3. Total bilirubin ≤ 1.5 × ULN, AST and ALT ≤ 3 × ULN (or ≤ 5 × ULN for patients with liver metastasis).
4. Activated partial thromboplastin time ≤ 1.5 × ULN, International Normalized Ratio ≤ 1.5.
5. Left Ventricular Ejection Fraction \> 50% as assessed by echocardiogram.
* Eastern Cooperative Oncology Group (ECOG) performance status score: 0-2 points
* Expected survival period ≥ 4 months.
Key Exclusion Criteria:
* Known active/symptomatic central nervous system metastases and/or carcinomatous meningitis.
* Plan to receive radiotherapy as a component of the primary antitumor treatment regimen.
* BMI \> 26 kg/m².
* Presence of reversible causes for reduced food intake, including but not limited to NCI CTCAE grade 3 or 4 oral mucositis; NCI CTCAE grade 3 or 4 nausea, vomiting, diarrhea, or constipation; mechanical obstruction preventing oral intake.
* Comorbid conditions unrelated to tumor cachexia that cause difficulty in eating or malabsorption.
* Cachexia due to other investigator-determined or clearly defined causes. History within the past 6 months of any of the following: myocardial infarction, congenital long QT syndrome, second- or third-degree atrioventricular block, arrhythmias (including sustained ventricular tachycardia or ventricular fibrillation), unstable angina, acute coronary syndrome, symptomatic congestive heart failure (NYHA class III or IV) of coronary or peripheral origin, stroke, transient ischemic attack, or symptomatic pulmonary embolism or other clinically significant thromboembolic disease.

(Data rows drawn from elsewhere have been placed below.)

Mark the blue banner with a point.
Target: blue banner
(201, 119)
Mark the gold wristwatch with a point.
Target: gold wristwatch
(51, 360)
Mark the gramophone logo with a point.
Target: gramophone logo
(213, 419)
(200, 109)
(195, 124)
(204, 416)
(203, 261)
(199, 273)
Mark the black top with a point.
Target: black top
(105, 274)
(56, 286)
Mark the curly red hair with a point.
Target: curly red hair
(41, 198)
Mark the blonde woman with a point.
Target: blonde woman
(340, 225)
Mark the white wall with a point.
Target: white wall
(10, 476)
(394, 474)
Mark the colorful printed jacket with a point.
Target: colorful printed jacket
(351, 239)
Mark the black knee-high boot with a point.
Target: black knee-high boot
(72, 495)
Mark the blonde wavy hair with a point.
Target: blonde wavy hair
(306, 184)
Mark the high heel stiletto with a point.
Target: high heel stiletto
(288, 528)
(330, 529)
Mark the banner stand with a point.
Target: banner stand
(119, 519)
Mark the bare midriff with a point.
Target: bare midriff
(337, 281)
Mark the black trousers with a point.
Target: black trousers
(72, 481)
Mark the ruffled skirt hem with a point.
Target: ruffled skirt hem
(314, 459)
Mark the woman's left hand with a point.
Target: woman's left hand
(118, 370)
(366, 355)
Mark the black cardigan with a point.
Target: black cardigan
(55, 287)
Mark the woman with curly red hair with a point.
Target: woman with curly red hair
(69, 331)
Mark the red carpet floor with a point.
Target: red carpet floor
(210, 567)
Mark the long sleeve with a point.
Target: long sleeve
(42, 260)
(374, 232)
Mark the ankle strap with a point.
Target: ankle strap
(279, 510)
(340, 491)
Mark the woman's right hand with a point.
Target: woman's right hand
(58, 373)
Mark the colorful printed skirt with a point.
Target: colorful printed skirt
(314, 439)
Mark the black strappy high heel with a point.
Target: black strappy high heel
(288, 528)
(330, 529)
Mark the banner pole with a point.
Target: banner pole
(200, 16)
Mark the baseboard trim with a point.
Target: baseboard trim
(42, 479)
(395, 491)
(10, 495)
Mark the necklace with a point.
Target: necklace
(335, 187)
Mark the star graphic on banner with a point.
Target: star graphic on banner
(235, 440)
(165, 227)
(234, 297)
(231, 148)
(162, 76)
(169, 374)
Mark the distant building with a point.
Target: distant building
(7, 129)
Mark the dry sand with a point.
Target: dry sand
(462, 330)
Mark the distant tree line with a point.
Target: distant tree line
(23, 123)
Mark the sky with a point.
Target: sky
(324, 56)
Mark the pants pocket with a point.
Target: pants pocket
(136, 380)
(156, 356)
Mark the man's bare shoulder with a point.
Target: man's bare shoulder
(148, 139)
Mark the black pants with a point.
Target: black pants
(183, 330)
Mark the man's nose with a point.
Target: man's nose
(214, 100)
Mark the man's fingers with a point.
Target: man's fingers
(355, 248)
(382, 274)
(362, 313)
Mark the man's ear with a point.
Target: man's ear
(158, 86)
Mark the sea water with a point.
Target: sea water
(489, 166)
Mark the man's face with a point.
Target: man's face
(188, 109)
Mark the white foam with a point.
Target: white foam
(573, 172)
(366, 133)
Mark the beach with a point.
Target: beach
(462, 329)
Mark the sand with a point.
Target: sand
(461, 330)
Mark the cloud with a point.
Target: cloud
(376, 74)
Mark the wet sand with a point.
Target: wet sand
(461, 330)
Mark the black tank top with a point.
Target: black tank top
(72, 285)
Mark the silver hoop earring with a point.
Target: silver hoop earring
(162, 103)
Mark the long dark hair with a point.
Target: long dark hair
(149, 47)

* Hypertension with unsatisfactory control despite antihypertensive therapy (defined as systolic blood pressure \> 150 mmHg or diastolic blood pressure \> 90 mmHg).
* Patients receiving tube feeding or parenteral nutrition (total or partial) within 28 days before the first administration of the investigational drug.
* Initiation of new systemic glucocorticoid therapy from 28 days before the first dose of the investigational drug to the end of the study.
* Major surgery not yet recovered from within 28 days before the first dose of the investigational drug (central venous access placement and tumor biopsy are not considered major surgery), or anticipated major surgery during the study period.
* Prior participation in clinical trials targeting the GDF-15/GFRAL signaling pathways, or receipt of other investigational agents within 28 days or five half-lives (whichever is shorter) before the first dose of the investigational drug.
* Severe infection requiring intravenous antibiotics, antivirals, or antifungal agents within 14 days before the first dose of the investigational drug.